Формалин
Шрифт:
Я боюсь достать его своим нытьем и присутствием.
Но, что мне в таком случае остается делать?
Что?
Мать твою, что?
Шлепок.
Моя голова чуть повернута в бок, спутавшиеся локоны прикрывают красную от удара щеку. Мне нужно успокоиться и прийти в себя. Вновь поднимаю ладонь, готовясь повторить удар. Сжимаю в кулак. Так не пойдет. Отступаю к стене позади и опускаюсь на пол возле унитаза. Подношу руку к губам, приоткрывая рот.

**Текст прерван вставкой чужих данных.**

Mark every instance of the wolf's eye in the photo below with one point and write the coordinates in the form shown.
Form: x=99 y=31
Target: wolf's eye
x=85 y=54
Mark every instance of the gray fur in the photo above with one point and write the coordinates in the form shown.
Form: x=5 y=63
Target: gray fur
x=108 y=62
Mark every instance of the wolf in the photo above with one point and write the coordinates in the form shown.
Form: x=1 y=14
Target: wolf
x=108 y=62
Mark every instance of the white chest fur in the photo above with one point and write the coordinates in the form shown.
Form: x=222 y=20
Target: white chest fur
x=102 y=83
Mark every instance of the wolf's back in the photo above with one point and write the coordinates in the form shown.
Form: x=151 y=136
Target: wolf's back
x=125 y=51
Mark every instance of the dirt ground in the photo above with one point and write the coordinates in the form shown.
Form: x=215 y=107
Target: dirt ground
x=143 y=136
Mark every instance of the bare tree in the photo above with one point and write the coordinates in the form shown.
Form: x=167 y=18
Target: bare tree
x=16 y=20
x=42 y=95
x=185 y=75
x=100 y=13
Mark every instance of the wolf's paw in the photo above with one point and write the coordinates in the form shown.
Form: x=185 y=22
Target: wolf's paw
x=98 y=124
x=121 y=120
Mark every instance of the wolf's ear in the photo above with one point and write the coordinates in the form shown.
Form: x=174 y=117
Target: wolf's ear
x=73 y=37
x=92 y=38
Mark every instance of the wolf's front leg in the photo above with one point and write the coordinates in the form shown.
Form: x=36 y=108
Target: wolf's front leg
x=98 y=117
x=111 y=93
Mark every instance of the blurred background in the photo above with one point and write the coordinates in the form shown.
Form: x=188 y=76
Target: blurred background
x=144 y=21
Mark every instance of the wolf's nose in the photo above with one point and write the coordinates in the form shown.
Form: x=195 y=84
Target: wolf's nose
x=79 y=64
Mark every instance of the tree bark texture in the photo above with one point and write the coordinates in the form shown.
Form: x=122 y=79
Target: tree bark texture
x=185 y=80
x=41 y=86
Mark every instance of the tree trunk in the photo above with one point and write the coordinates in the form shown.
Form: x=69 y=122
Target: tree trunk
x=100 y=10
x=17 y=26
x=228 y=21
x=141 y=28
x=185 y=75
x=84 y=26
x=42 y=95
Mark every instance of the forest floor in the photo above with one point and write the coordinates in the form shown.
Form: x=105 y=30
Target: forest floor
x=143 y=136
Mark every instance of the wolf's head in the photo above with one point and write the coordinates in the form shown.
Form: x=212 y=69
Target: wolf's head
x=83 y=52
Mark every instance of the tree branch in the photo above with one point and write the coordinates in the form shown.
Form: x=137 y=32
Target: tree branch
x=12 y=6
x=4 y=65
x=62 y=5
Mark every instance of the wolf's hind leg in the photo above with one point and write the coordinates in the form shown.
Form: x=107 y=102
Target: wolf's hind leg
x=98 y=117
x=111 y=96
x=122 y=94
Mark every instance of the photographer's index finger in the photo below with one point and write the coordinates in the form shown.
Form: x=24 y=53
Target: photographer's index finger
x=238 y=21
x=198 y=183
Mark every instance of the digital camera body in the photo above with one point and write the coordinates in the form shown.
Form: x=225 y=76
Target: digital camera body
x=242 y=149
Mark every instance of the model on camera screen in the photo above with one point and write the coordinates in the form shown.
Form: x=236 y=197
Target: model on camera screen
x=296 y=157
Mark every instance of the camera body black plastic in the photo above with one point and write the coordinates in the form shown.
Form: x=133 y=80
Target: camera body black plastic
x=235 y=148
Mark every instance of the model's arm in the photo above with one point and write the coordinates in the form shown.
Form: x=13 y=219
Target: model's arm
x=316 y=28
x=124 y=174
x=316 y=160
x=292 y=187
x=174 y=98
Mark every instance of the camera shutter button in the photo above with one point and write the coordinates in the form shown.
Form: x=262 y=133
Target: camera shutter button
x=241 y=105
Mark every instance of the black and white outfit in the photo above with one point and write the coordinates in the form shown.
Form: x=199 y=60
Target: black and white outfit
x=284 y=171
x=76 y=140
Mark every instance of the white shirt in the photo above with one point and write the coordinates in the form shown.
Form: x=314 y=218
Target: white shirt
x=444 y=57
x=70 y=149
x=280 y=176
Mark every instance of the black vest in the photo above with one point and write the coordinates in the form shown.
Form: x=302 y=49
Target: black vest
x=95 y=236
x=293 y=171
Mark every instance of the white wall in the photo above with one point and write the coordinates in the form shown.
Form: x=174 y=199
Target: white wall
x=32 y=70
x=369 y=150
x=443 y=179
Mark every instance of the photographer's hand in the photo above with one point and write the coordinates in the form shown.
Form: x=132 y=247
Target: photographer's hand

Кусаю кисть. Сильно вонзаю зубы в кожу, словно псина, желая разорвать её,
Мое лицо краснеет. Мычу, сильнее кусая, после чего убираю руку, чувствуя некое наслаждение. Прикрываю глаза, стараясь уловить это ощущение и запомнить его. На мгновение мне становится легче, но после все вновь повторяется, вновь внутри образовывается дыра, и я опять кусаю себя.
Я живу с родителями. Мой отец очень хороший человек, который всегда поддерживает меня. Моя мать – женщина с нелегкой судьбой, которая пытается наверстать упущенное и сильно беспокоится о моем здоровье.
Но им не понять меня. Не понять моих чувств. Им кажется, что все обо мне известно, как о личности, ведь моя улыбка практически не исчезает с лица на протяжении всего дня.
Но это не так. Они совершенно не знают меня.
Стук заставляет меня опомниться. Он вырывает меня из какого-то странного состояния, словно все вокруг было каким-то кино, за действием которого я наблюдала со стороны..
Хмурюсь, потирая лицо: я в комнате.
Поднимаюсь с кровати и иду к окну, понимая, что кто-то стучит по стеклу.
Неужели Дилан?
Открываю окно, щурясь от света, что сочится из его комнаты. Уже вечер? Сколько же времени я пробыла в этом депрессивном состоянии?
Смотрю на парня, который оперся руками на оконную раму:
– Ты не ходила в школу?
Я не сразу понимаю, что он говорит, поэтому реагирую медленно на его слова:
– А, нет, я не ходила, - качаю головой, теряясь. – Ты чего-то хотел? – кажется, вопрос звучал грубо, ведь О’Брайен хмурит брови:
– Хотел поговорить о Кэтрин.
– О Петре? – уточняю, и Дилан закатил глаза:
– Так, я могу войти?
Я окончательно «просыпаюсь», уставившись на парня:
– Д-да. Конечно, - отхожу от окна, освобождая место.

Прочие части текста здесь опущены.